In the beginning
Speech-generating devices have been around since the late 1970s. For decades, these devices were expensive, and were mostly used for communication, and not for language development. As a result, they were mostly only used by adults and teenagers who had already acquired language. At first, most of the voices available then were American and male, which didn’t represent the diversity of Augmented and Alternative Communication (AAC) users. Female voices, as well as other accents and languages, only came along later.
The development of low-cost AAC solutions like Proloquo2Go in 2009 paved the way for lowering the barriers for AAC use. Now, this innovative technology was available to people for whom it might have been considered a risky investment before - for example, a child who still needed to develop language skills before they could start to communicate.

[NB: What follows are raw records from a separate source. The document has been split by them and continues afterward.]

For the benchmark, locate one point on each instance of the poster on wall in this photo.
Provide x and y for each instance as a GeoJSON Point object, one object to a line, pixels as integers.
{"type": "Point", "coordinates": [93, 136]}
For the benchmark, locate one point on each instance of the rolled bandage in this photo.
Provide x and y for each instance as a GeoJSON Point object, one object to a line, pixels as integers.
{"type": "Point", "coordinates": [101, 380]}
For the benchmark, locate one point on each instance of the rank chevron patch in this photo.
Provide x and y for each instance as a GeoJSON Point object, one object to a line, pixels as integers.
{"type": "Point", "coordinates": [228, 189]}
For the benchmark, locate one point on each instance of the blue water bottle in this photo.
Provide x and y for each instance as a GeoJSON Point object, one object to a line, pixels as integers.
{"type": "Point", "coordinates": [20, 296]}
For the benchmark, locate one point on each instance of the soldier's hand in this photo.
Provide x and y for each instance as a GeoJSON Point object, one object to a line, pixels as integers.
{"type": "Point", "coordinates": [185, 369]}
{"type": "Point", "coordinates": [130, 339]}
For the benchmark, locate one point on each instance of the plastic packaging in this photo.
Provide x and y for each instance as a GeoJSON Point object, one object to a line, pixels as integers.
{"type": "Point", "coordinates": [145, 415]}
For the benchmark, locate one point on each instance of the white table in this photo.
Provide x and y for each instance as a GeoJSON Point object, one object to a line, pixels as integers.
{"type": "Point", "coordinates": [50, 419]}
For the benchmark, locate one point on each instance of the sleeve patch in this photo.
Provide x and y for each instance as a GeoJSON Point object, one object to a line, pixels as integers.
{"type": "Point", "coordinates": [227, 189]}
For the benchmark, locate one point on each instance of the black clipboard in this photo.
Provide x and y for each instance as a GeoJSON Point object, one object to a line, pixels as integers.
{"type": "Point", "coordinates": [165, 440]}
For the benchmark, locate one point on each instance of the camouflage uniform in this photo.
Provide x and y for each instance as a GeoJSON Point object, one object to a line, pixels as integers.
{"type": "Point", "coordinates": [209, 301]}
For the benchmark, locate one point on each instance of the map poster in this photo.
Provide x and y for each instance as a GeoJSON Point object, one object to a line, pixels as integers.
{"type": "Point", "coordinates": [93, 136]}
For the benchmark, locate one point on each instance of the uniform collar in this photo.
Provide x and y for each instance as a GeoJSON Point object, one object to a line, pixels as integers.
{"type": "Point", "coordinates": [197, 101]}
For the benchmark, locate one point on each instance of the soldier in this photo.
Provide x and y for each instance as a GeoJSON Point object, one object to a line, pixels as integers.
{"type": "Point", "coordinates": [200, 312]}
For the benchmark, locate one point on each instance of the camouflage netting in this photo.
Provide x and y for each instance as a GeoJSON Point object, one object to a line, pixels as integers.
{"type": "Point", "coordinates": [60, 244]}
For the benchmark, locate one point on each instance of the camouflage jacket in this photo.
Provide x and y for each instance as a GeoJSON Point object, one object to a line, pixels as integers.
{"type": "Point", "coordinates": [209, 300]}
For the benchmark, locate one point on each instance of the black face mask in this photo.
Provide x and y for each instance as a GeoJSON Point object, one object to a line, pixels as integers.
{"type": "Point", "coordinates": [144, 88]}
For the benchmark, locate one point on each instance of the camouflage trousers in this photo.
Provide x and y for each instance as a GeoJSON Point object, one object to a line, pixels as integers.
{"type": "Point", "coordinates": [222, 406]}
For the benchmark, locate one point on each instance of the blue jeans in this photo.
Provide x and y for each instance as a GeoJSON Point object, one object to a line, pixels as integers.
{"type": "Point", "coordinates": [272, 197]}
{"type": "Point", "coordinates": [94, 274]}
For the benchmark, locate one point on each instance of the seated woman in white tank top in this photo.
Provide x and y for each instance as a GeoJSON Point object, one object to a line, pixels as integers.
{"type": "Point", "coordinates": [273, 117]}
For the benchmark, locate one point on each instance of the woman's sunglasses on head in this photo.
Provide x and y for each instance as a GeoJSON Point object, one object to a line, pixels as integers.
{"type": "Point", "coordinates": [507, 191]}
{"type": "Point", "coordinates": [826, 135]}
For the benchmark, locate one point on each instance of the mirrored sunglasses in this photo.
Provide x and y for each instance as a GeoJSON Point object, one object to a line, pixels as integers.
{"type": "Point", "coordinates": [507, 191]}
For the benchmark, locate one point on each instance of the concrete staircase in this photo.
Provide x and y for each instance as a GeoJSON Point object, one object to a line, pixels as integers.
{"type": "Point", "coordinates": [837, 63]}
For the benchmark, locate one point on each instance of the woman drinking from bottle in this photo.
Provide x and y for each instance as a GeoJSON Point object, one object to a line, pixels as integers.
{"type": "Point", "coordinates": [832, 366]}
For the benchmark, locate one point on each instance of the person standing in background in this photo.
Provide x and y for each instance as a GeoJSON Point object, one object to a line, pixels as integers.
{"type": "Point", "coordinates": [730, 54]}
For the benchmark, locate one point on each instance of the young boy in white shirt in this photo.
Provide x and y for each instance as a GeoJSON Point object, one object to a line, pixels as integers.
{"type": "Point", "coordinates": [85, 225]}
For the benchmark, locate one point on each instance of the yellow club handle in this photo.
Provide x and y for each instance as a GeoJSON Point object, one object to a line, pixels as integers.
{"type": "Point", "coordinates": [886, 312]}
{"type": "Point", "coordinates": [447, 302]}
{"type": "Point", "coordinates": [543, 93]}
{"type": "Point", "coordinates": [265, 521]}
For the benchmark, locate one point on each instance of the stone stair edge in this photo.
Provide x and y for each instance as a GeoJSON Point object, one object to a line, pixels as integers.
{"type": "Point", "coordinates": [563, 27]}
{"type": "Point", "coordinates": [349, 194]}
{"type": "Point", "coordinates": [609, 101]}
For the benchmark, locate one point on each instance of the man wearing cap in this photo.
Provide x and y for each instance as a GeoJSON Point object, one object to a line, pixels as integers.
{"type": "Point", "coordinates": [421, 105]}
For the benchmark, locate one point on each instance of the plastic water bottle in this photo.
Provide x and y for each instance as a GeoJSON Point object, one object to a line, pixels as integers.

Even though this technology was now available for a wider audience, this still did not address the nearly half of AAC users under the age of 12. With no genuine children’s voices yet available, users made do adult voices or artificially modified voices with raised tones that sounded like they had inhaled helium. This meant that most young AAC users had to speak in a voice they could not identify with and which seemed unnatural or implausible to their communication partners.
Taking on the challenge
Based on requests from users, and our knowledge of the AAC world, we decided to start offering our young users the best AAC experience possible with genuine children’s voices. Since there were none available, we teamed up with Acapela Group, one of the leading Text to Speech companies, to take on the challenge of creating the first genuine children’s voices for Text to Speech.
How does it work?
Text to Speech voices are based on real recordings of a voice talent reading from a long script in the studio. Recording all of the words in a language would take way too long, so the script is designed to contain as many sounds and sound combinations as possible. This takes a great deal of research, because the sounds necessary will differ per language. Speech is then synthesized by the Text to Speech software which creates words by combining sounds together. Once the recordings are made, the voices still require a lot of processing and testing to sound as natural as possible. All told, it took Acapela Group and AssistiveWare about a year to develop the first two children’s voices.